Che materiali usi e come hai imparato a creare i tuoi prodotti?
«Parto da due tipi di materie prime diverse: di recupero e non. Per recupero intendo materiali comunque nuovi ma, per esempio, rimasti inutilizzati per molti anni. Campionari di tappezzerie, bobine di filo da vecchie fabbriche dismesse, fondi di magazzini e di vecchie mercerie. Gli altri, quelli “nuovi” li acquisto generalmente online, oppure per quanto riguarda le pietre presso i grossisti orientali. Come ho imparato? Guardando e provando, credo. L’uncinetto in famiglia, e tutto in resto in rete, o visitando fiere della creatività e del bijou».

Di questa tua attività riesci a viverci?
«Al momento sì, anche grazie ad un piccolo compromesso. I prodotti artigianali, specialmente se pensati, disegnati e realizzati da un’unica persona, non possono necessariamente incontrare i gusti di tutti. Per questo, per il momento, nel mio negozio-laboratorio ho scelto di avere anche, ben distinta da quella artigianale, una sezione in cui vendo bijoux pronti, a prezzi molto competitivi. Il rischio di sminuire le mie creazioni forse c’è, ma è comunque ciò che mi consente di affrontare tutte le spese con serenità. Inoltre, ho attivato anche un servizio di riparazione bijoux e di infilatura perle e pietre. Sono molti i clienti che non vogliono separarsi dai vecchi gioielli di famiglia e desiderano dar loro nuova vita. Così come sono numerosi quelli che durante viaggi o fiere acquistano materiale sciolto e poi, insieme a me, progettano un gioiello su misura che provvedo a realizzare».

Sei laureata in Beni Culturali: la tua laurea ti ha portato valore aggiunto al tuo lavoro?
«Credo che qualsiasi laurea, in qualsiasi campo sia stata conseguita, qualcosa lo lasci per forza.
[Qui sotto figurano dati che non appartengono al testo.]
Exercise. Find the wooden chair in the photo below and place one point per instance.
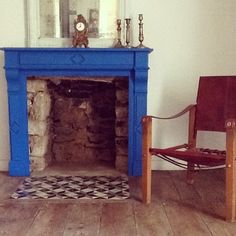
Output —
(215, 110)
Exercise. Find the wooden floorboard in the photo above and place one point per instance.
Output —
(117, 219)
(84, 219)
(176, 209)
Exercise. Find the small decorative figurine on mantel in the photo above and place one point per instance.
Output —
(80, 36)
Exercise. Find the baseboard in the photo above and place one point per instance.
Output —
(4, 165)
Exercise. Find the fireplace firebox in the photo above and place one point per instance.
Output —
(21, 63)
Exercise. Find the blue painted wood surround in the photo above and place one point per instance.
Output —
(21, 63)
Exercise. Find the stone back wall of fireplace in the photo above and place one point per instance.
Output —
(78, 120)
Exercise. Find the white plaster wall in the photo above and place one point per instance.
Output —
(189, 37)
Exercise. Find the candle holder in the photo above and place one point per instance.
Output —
(119, 43)
(128, 21)
(141, 37)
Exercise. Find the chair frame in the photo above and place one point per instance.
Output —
(230, 165)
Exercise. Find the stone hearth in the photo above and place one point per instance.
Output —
(78, 120)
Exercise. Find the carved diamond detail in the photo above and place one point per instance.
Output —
(15, 127)
(77, 59)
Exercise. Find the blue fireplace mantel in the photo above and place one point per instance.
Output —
(21, 63)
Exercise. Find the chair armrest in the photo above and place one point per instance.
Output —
(185, 110)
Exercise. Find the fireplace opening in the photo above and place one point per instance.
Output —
(78, 121)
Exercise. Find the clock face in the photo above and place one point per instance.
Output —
(80, 26)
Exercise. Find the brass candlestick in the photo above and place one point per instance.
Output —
(119, 43)
(128, 21)
(141, 37)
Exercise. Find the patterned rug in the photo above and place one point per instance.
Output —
(73, 187)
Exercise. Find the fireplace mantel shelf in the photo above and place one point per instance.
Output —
(21, 63)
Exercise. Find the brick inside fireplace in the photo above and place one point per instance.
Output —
(78, 120)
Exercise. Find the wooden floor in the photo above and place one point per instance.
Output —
(176, 209)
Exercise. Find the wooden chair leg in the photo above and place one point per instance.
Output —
(146, 158)
(190, 173)
(230, 170)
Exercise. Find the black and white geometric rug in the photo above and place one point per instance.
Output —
(73, 187)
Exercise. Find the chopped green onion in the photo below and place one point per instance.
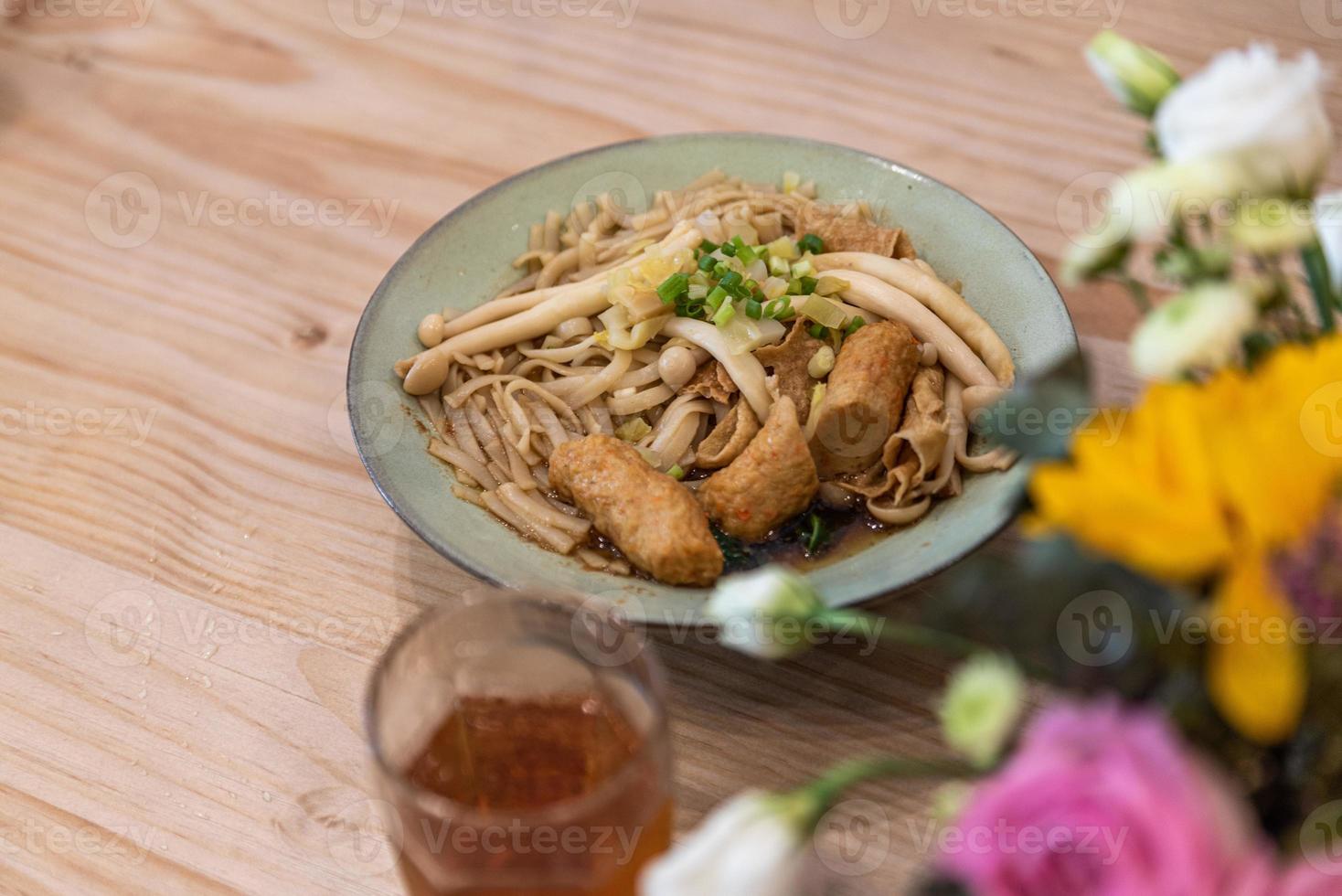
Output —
(723, 315)
(673, 287)
(832, 284)
(633, 430)
(816, 533)
(780, 309)
(784, 249)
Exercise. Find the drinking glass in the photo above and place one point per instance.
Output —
(521, 743)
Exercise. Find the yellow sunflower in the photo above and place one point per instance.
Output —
(1215, 479)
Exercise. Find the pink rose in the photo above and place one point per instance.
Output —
(1100, 800)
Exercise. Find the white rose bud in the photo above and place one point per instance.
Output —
(1203, 327)
(764, 612)
(1137, 75)
(1327, 220)
(1263, 114)
(751, 844)
(984, 702)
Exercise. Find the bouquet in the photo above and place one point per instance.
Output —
(1178, 603)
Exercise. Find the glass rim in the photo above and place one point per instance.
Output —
(577, 806)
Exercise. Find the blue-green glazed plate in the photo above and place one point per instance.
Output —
(464, 259)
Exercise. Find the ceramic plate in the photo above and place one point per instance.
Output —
(466, 258)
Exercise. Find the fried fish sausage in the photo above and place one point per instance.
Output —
(772, 480)
(865, 397)
(648, 516)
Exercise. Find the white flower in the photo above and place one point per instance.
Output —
(1327, 220)
(1138, 77)
(983, 704)
(751, 844)
(1203, 327)
(1145, 203)
(1261, 112)
(764, 613)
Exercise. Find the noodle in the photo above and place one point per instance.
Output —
(581, 345)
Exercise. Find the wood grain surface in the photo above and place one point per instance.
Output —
(197, 198)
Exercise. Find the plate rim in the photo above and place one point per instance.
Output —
(462, 560)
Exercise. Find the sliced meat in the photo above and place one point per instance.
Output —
(728, 439)
(842, 234)
(648, 516)
(772, 480)
(865, 397)
(789, 361)
(711, 381)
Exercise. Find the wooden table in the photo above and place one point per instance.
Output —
(174, 341)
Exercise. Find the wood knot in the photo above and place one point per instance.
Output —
(309, 336)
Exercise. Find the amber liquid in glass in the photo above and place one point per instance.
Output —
(521, 755)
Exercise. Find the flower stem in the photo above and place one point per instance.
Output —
(825, 790)
(878, 628)
(1316, 270)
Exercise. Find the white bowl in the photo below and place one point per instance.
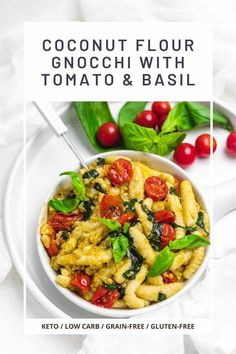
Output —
(156, 162)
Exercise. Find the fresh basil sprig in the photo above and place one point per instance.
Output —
(119, 247)
(162, 263)
(189, 241)
(147, 140)
(129, 112)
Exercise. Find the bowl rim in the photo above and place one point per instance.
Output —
(119, 313)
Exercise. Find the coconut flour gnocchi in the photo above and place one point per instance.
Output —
(123, 235)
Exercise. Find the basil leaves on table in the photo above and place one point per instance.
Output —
(129, 112)
(163, 262)
(187, 115)
(189, 241)
(147, 140)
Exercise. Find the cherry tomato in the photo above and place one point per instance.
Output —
(231, 143)
(120, 172)
(127, 217)
(62, 222)
(104, 297)
(167, 235)
(147, 119)
(156, 188)
(108, 134)
(82, 281)
(111, 206)
(161, 108)
(169, 277)
(203, 143)
(185, 155)
(166, 216)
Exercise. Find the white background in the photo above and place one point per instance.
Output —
(12, 14)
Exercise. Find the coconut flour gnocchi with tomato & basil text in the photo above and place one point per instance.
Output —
(123, 235)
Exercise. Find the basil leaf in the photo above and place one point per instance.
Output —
(147, 140)
(162, 263)
(136, 262)
(64, 205)
(92, 115)
(119, 247)
(112, 224)
(188, 115)
(189, 241)
(129, 112)
(79, 187)
(200, 222)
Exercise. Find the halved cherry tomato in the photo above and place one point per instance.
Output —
(62, 222)
(120, 172)
(111, 206)
(166, 216)
(156, 188)
(104, 297)
(169, 277)
(82, 281)
(167, 235)
(127, 217)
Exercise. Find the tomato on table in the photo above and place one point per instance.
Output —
(81, 281)
(169, 277)
(127, 217)
(109, 134)
(156, 188)
(111, 206)
(165, 216)
(120, 172)
(104, 297)
(63, 222)
(167, 235)
(203, 145)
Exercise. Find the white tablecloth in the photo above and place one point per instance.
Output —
(12, 14)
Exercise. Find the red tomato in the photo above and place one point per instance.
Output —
(62, 222)
(185, 155)
(82, 281)
(169, 277)
(120, 172)
(111, 206)
(147, 119)
(127, 217)
(108, 134)
(156, 188)
(231, 143)
(166, 216)
(104, 297)
(161, 108)
(203, 143)
(167, 235)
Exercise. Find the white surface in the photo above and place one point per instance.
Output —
(12, 13)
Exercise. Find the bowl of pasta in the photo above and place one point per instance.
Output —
(125, 236)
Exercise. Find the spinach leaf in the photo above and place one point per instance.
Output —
(200, 222)
(99, 188)
(162, 263)
(112, 224)
(136, 262)
(91, 174)
(65, 205)
(155, 236)
(78, 184)
(190, 241)
(130, 205)
(129, 112)
(119, 247)
(92, 115)
(187, 115)
(146, 139)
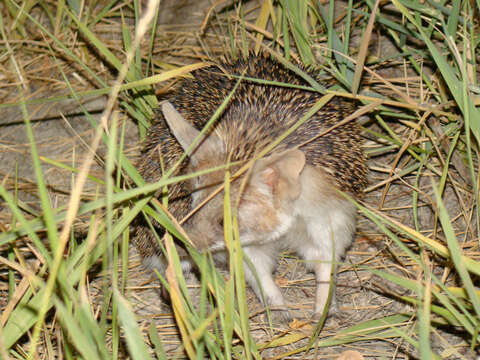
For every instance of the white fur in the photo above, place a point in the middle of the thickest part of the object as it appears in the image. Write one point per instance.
(320, 223)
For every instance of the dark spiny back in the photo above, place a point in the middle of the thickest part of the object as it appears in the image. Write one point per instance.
(256, 115)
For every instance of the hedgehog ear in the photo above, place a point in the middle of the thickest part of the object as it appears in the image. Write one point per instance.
(281, 173)
(185, 134)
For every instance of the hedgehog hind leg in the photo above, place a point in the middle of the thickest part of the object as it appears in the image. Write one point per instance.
(261, 280)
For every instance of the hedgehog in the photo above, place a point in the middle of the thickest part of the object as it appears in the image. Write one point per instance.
(289, 199)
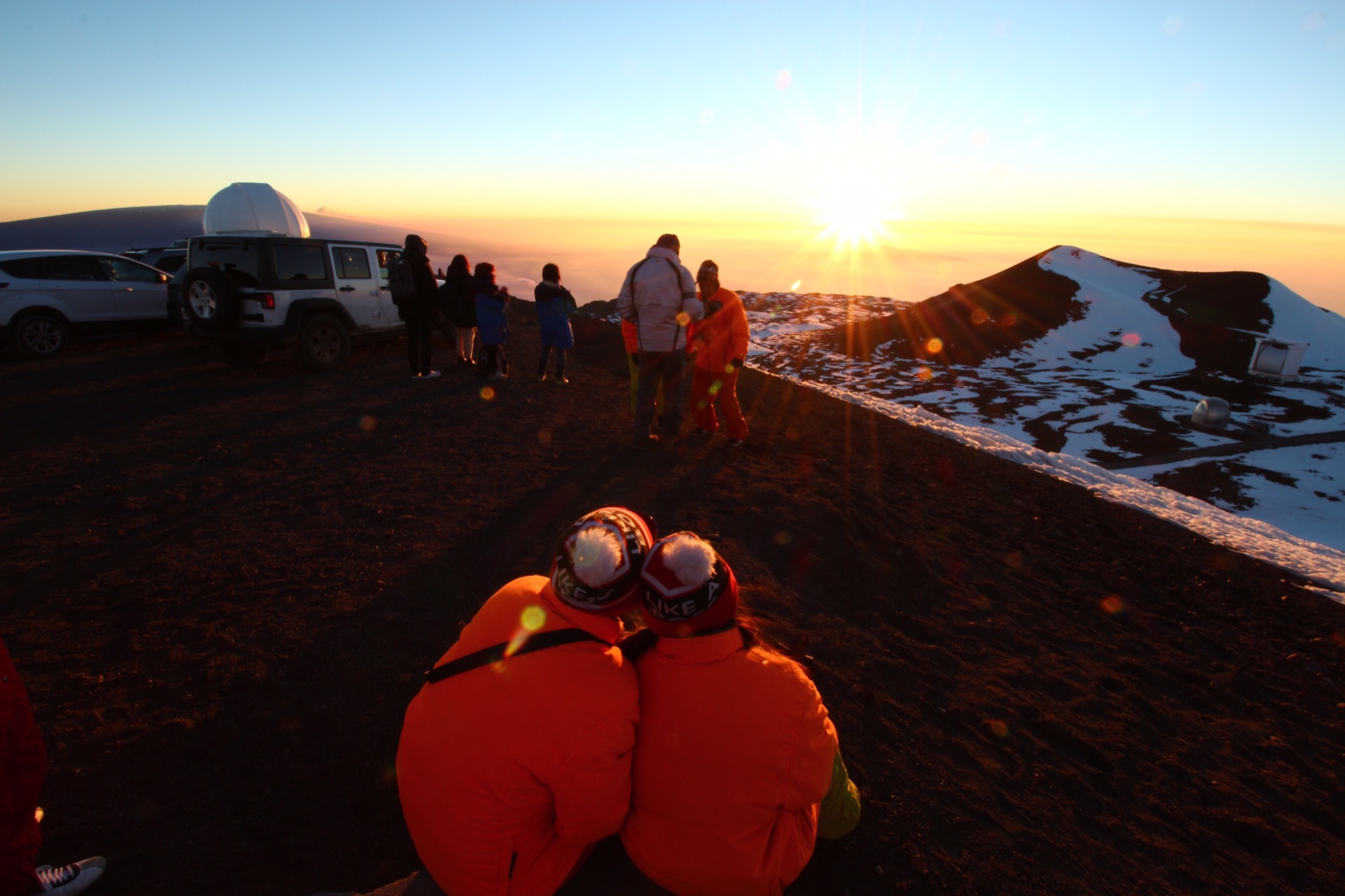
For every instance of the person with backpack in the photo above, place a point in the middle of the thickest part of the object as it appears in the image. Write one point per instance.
(720, 342)
(460, 305)
(555, 305)
(516, 755)
(658, 296)
(416, 295)
(738, 769)
(491, 322)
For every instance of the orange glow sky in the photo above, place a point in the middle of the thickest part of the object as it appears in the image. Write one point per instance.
(876, 149)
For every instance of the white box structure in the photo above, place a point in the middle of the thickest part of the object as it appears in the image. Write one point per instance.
(1277, 358)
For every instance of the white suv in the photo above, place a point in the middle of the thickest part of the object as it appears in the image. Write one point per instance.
(50, 296)
(249, 294)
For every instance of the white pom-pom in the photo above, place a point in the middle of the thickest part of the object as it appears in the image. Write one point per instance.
(689, 558)
(596, 556)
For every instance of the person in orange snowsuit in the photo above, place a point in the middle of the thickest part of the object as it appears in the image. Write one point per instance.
(720, 342)
(516, 755)
(736, 761)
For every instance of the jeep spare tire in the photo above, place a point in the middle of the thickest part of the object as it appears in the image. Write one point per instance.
(210, 299)
(323, 343)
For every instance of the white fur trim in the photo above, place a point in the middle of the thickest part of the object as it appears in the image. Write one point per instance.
(596, 556)
(689, 558)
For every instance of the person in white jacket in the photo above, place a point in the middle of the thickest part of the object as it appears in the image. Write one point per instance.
(658, 296)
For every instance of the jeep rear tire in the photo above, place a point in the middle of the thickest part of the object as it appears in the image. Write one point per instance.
(41, 336)
(210, 299)
(323, 343)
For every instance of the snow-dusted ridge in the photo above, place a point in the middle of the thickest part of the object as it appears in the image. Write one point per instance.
(1112, 361)
(1316, 563)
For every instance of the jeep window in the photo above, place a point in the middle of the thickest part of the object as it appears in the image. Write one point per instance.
(301, 263)
(352, 264)
(128, 270)
(387, 256)
(26, 268)
(238, 257)
(67, 268)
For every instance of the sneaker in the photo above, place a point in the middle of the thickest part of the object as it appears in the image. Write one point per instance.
(69, 880)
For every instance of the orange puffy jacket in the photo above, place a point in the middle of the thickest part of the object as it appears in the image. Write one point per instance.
(722, 337)
(507, 771)
(732, 757)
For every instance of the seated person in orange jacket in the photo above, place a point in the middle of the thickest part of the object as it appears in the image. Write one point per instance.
(720, 342)
(510, 770)
(736, 763)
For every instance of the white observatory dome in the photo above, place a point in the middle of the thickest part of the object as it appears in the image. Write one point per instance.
(254, 209)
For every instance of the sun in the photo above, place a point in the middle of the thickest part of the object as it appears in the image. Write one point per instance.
(855, 213)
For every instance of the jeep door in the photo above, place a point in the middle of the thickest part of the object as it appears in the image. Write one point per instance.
(142, 291)
(385, 292)
(357, 288)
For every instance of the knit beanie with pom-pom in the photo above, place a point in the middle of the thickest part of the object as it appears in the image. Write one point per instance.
(598, 561)
(688, 587)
Costanza, certamente. Poi anche un po’ di sfrontatezza e coraggio. Io ero tra quelle che ai primi esami erano paralizzate dal terrore, e se non avessi superato queste paure forse non avrei mai trovato nemmeno il coraggio di lanciarmi in un’attività mia. Il campo specifico dei beni culturali mi ha invece insegnato l’importanza di due cose che sono tutt’oggi fondamentali nel mio lavoro: l’amore per il passato e per i dettagli».

Come ti fai conoscere e come ti promuovi?perle di cotone uncinetto
«A livello locale, cercando di partecipare a eventi e iniziative promossi dalle istituzioni dei dintorni. Ho imparato che anche le manifestazioni più piccole, a livello anche solo comunale, possono portare benefici se ben organizzate. A livello più ampio invece facendo il possibile per mantenere aggiornati sito e pagina Facebook».

Hai un sito e un blog che sono ben gestiti…
«Per il blog, cerco sempre di scrivere post che siano in qualche modo legati alla mia attività e che mi possano far conoscere anche a riviste, siti di artigianato o di moda. E poi, forse a causa di una deformazione professionale (ho diploma, attestato professionale e un po’ di esperienza come grafico) credo che per una grande come per una piccola attività sia fondamentale l’immagine. Quindi cerco di curare la grafica del mio sito, partecipo a corsi di fotografia, studio il packaging per le mie creazioni».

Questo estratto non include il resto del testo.